Héctor, temblando de cólera, grita y combate animando a los suyos y conteniendo el ímpetu de los mirmidones con su lanza de bronce y su fuerte escudo guarnecido de pieles de toro.

El carro de Patroclo atropella a los que huyen; sus gritos y su lanza siembran la confusión en torno suyo. Los caballos troyanos, desuncidos, relinchan y galopan desbocados, como los torrentes que se despeñan bramando por las montañas cuando la tempestad descarga su lluvia sobre la negra tierra,

Sólo un héroe troyano se atreve a hacer frente a Patroclo, y cae desplomado bajo su lanza como la encina que se corta en el monte para tallar un mástil de navío.

Corto y brillante es el triunfo del héroe, que llega en su empuje hasta las mismas murallas. Un venablo le hiere, y las manos de los dioses desatan las correas de su armadura.

Por fin, el carro de Patroclo y el de Héctor se encuentran, y ambos se miran como el león y el jabalí que en la montaña se disputan un manantial. Pero Patroclo está herido: sus ojos se ciegan y el casco rueda de su cabeza. Así va a caer, desarmado, ante la lanza de Héctor, que se hunde en su carne. Patroclo, derribado en el suelo, pronuncia estas amargas palabras:

-No te alabes de mi muerte, orgulloso Héctor, que desarmado llegué a tus manos. Tampoco tú vivirás largo tiempo.

Así dijo, y la muerte le cubrió con su manto.

Cuando Aquiles supo por un heraldo la muerte de Patroclo, un gran grito de dolor estalló en su corazón. Derramó con ambas manos ceniza sobre su cabeza y se tendió llorando sobre el polvo.
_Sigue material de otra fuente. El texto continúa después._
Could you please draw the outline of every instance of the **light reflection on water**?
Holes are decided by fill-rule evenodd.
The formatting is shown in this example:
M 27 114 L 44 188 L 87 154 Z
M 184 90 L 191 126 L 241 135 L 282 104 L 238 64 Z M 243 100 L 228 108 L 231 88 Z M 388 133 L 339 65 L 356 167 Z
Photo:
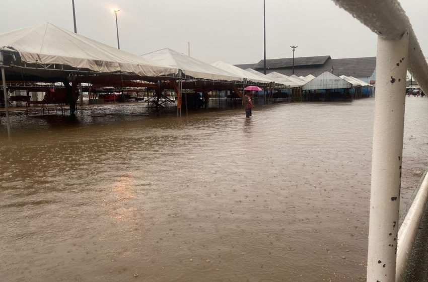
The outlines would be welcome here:
M 428 101 L 406 99 L 402 209 L 428 164 Z M 364 280 L 374 102 L 256 106 L 251 119 L 141 105 L 13 115 L 0 275 Z

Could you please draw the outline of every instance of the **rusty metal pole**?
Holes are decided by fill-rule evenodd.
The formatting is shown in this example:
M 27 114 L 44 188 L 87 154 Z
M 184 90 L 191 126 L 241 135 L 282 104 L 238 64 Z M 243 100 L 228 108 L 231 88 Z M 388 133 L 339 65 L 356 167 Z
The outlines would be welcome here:
M 2 78 L 3 80 L 3 94 L 5 97 L 5 109 L 6 111 L 6 125 L 8 127 L 8 136 L 11 137 L 11 122 L 9 120 L 9 100 L 8 98 L 8 90 L 6 89 L 6 79 L 5 76 L 5 67 L 3 66 L 3 57 L 0 55 L 2 61 Z
M 368 282 L 395 279 L 408 43 L 378 38 Z

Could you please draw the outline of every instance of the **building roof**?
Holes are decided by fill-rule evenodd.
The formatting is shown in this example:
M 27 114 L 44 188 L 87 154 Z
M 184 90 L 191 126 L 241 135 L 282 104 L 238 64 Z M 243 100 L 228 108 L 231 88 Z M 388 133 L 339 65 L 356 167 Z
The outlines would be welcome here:
M 323 62 L 320 64 L 323 60 Z M 288 63 L 289 61 L 292 62 L 291 64 Z M 313 63 L 309 63 L 311 62 Z M 259 67 L 260 65 L 261 68 Z M 236 65 L 240 67 L 240 65 Z M 261 72 L 263 60 L 252 68 Z M 376 68 L 376 57 L 344 59 L 332 59 L 330 56 L 304 57 L 295 58 L 294 74 L 299 77 L 306 77 L 308 75 L 318 76 L 325 72 L 329 72 L 337 76 L 369 78 L 373 75 Z M 293 58 L 266 60 L 266 73 L 272 72 L 291 76 L 293 74 Z
M 318 56 L 317 57 L 301 57 L 294 58 L 294 66 L 323 64 L 331 58 L 330 56 Z M 270 59 L 266 60 L 266 68 L 282 68 L 293 67 L 293 58 L 283 59 Z M 263 60 L 261 60 L 254 67 L 255 69 L 264 68 Z

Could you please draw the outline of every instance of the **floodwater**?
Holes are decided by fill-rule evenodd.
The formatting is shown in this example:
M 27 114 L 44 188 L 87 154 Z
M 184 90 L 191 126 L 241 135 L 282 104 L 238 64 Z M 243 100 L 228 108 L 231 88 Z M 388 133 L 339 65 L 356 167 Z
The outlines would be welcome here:
M 428 166 L 407 97 L 402 213 Z M 365 281 L 374 99 L 210 110 L 142 104 L 0 133 L 2 281 Z

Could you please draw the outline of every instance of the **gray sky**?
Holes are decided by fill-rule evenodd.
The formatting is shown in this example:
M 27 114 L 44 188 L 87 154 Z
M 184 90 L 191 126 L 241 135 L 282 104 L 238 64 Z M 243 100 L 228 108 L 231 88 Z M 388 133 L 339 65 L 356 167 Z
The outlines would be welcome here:
M 425 56 L 428 1 L 399 0 Z M 266 57 L 376 56 L 376 36 L 331 0 L 265 0 Z M 75 0 L 78 33 L 140 55 L 169 47 L 206 62 L 263 58 L 263 0 Z M 72 0 L 2 0 L 0 33 L 49 22 L 74 30 Z

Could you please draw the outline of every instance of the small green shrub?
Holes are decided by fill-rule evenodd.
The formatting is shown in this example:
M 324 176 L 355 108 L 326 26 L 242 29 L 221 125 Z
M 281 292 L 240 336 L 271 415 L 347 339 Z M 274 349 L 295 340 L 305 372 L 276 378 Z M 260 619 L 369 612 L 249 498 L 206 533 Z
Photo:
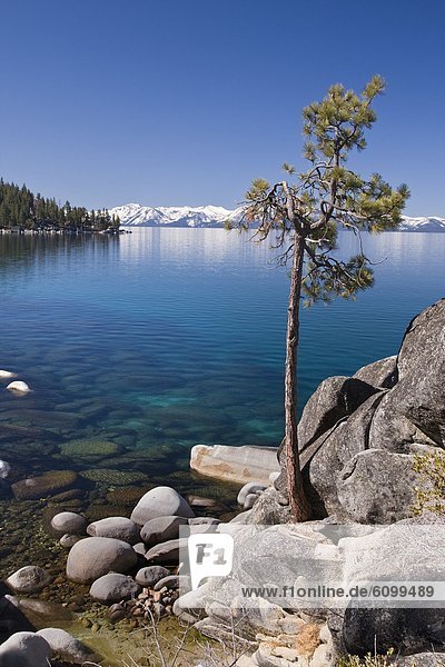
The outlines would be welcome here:
M 397 667 L 397 660 L 392 660 L 393 655 L 394 649 L 390 648 L 384 656 L 372 655 L 370 653 L 364 658 L 346 656 L 338 660 L 337 667 Z M 415 664 L 413 663 L 409 667 L 415 667 Z
M 413 469 L 419 475 L 421 486 L 415 487 L 414 515 L 431 511 L 445 514 L 445 452 L 418 454 L 414 457 Z

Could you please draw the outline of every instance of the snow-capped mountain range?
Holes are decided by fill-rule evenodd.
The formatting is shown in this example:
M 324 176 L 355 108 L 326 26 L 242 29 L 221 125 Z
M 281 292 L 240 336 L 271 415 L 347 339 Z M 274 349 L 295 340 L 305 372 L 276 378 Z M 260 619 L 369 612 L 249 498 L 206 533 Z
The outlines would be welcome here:
M 110 209 L 119 216 L 125 227 L 224 227 L 226 221 L 239 219 L 243 209 L 225 209 L 221 206 L 162 206 L 152 208 L 139 203 L 126 203 Z M 445 231 L 445 218 L 408 218 L 403 216 L 400 231 Z

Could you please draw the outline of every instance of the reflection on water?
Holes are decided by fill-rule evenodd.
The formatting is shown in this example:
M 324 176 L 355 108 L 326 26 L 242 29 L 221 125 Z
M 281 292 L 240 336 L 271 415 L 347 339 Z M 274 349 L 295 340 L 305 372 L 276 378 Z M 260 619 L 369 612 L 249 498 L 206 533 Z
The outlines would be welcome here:
M 342 252 L 355 245 L 343 235 Z M 386 233 L 366 250 L 385 260 L 375 288 L 303 313 L 301 405 L 323 378 L 396 354 L 411 318 L 443 296 L 445 236 Z M 189 485 L 197 442 L 279 442 L 288 279 L 270 258 L 265 245 L 216 229 L 0 235 L 0 367 L 33 389 L 1 390 L 0 424 L 120 447 L 93 460 L 56 448 L 22 458 L 21 471 L 99 468 L 116 484 L 106 471 L 125 466 Z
Los mirmidones llevaron hasta su tienda el cadáver del héroe. Iba desnudo, porque Héctor, al vencerle, se apoderó, como botín, de su brillante armadura. Aquiles lloró, poniendo sus manos sobre el pecho del amigo. Mandó poner al fuego un gran trípode para calentar agua con que lavar la sangre. Lavó el cadáver y lo ungió con aceite. Después, colocándolo sobre el lecho, lo envolvió con una fina tela de hilo. Y toda la noche la pasó a su lado.

Al día siguiente, furioso y terrible como nunca, el divino Aquiles, resplandeciente de nuevas armas fabricadas por los dioses, entraba en la batalla para vengar la muerte de su amigo.